After Burlingame residents filed more than 250 complaint letters with the California Public Utilities Commission, PG&E upgraded our city’s power lines and ended recurring power failures, some of which used to last for days. Then, after a PG&E gas line exploded in San Bruno in 2010, killing eight people, we learned that PG&E’s halfcentury-old underground lines on the Peninsula hadn’t been maintained. State regulators approved a rate increase for two years to fix them. Ultimately, the utility was fined $1.6 billion and convicted of six felony counts for the San Bruno tragedy.
At least three proposals now being considered by state legislators would change the law to allow PG&E to shift responsibility for wildfire costs to victims and their insurers, ratepayers or the state. The utility’s insurance coverage falls short of covering the cost. But PG&E’s escape plan is complicated by being found at fault for 16 of 2017 Wine Country wildfires, perhaps criminally in 11. Making giant payouts to company executives and maintaining an army of lobbyists and lawyers also do not support the company’s cries of financial distress.
PG&E spent $4 million to lobby officials and influence campaigns last year, and it was the top spender on lobbying in the state last quarter, when it spent $1.7 million on lobbying, primarily on wildfire issues. Its PR campaigns blame climate change, not its own practices, for the challenges it faces.
There is precedent for holding utilities responsible for faulty equipment and poor maintenance. Last year, state regulators refused a request by San Diego Gas & Electric Co. to recover $379 million in fire costs from ratepayers. Investigators from the California Department of Forestry and Fire Protection said the fires were caused in part by problems with power lines and other SDG&E equipment.

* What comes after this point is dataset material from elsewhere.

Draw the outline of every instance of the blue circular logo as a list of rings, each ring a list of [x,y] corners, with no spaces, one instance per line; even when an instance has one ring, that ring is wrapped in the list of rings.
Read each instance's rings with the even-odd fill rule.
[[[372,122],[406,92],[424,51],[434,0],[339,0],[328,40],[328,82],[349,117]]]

Under the constitutional protection of “inverse condemnation,” a utility must compensate property owners for damages caused by its equipment, whether or not the company behaved negligently. To the delight of utilities, Gov. Jerry Brown unveiled a proposal in late July that would ease utilities’ burden of strict liability and change the criteria for courts when considering inverse condemnation in civil suits.
In contrast, Senate Bill 819 by state Sen. Jerry Hill does not alter the existing protections to property owners under inverse condemnation or change the standards California regulators use in determining whether utilities acted unreasonably or imprudently in cases involving damages caused by electrical or gas companies. SB819 ensures that ratepayers do not shoulder the costs of utility negligence, and it provides incentives for utilities to act responsibly.
Approving SB819 is a much better idea than changing state law to reduce utilities’ liability responsibility for poor maintenance and safety practices. If PG&E and others don’t have to pay for the consequences of their actions, they will have no incentive to change their bad habits. We’ll just keep paying the bill.